World War II. The crew – including Matthew McConaughey in his “young star”
phase, Harvey Keitel in his “Harvey Keitel” phase, and Jon Bon Jovi in his
perpetual “can’t act” phase - of the submarine of Lt. Cmdr. Mike Dahlgren (Bill
Paxton) is sent on a top secret surprise mission to use a lucky opportunity to
grab an Enigma Machine from a German U-Boot.
Things do of course become more complicated than that, and soon the US
submarine is destroyed and most of its crew killed, with only a handful of men
under the command of XO McConaughey alive on a German U-Boot that has seen
better days. More tense complications do of course ensue during the attempt to
get the Enigma Machine in allied hands.
This is the other diamond in the otherwise naff crown of director Jonathan
Mostow, standing at eye level to his pretty damn great Breakdown. In
fact, his two good films are so good, I can’t help but think the director must
have been exceedingly unlucky with outside forces on his other projects, for the
kind of talent for suspense and tense action his two excellent films demonstrate
can’t have been a fluke. Obviously, the script Mostow’s working from is of
dubious historical authenticity (if you want to know about the actual way Enigma
was cracked, Wikipedia and a bunch of sources mentioning many people from exotic
countries like Poland, France, and the UK this film has never heard about apart
from a tiny mention once the plot is over beckon), and its characters are cut
from very typical genre movie cloth.
However, the script does know how to make its shorthand characters just
lively enough for an audience to care about their fate, and provides the damn
great cast many a good opportunity to sweat and stare dramatically without the
plot ever getting bogged down in melodramatics. Instead, things always feel
tight, tense and teetering on the edge of catastrophe, Mostow using all tricks
of the thriller-style war movie to do a very classic thing: dragging his
audience to the edge of their seats.
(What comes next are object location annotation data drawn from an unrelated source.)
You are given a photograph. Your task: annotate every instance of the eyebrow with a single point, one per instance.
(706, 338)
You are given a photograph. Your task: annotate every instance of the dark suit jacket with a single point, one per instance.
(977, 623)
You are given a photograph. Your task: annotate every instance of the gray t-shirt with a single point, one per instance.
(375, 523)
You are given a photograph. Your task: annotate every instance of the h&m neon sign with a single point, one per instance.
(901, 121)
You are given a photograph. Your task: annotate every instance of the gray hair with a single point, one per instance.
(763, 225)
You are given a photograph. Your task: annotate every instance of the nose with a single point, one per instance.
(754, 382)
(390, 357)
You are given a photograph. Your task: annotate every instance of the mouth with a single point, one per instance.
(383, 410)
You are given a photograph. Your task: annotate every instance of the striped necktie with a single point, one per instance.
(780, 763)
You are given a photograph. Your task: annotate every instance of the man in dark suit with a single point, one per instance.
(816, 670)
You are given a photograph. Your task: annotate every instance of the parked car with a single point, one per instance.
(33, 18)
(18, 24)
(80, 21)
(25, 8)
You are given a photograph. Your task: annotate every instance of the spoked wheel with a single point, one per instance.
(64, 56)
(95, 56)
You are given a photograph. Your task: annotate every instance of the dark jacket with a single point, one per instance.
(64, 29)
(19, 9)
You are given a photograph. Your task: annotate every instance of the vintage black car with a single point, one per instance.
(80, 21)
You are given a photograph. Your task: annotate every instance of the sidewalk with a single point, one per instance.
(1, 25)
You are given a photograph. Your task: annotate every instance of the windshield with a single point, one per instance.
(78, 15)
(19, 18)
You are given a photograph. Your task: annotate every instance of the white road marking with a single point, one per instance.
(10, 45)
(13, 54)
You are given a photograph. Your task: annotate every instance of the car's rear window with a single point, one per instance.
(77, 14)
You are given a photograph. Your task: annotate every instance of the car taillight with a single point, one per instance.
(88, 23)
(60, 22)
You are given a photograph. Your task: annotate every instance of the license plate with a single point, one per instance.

It does help here that the film, despite
its historical inauthenticity, is the kind of war adventure that very well knows
that war isn’t actually an adventure, so this isn’t only showing heroic
pursuits, but men following these pursuits while in desperate fear for their
lives, everybody quickly coming to the edge of their respective breaking points.
Which, obviously, enhances the tension Mostow creates through masterful staging
and editing of the suspense quite a bit.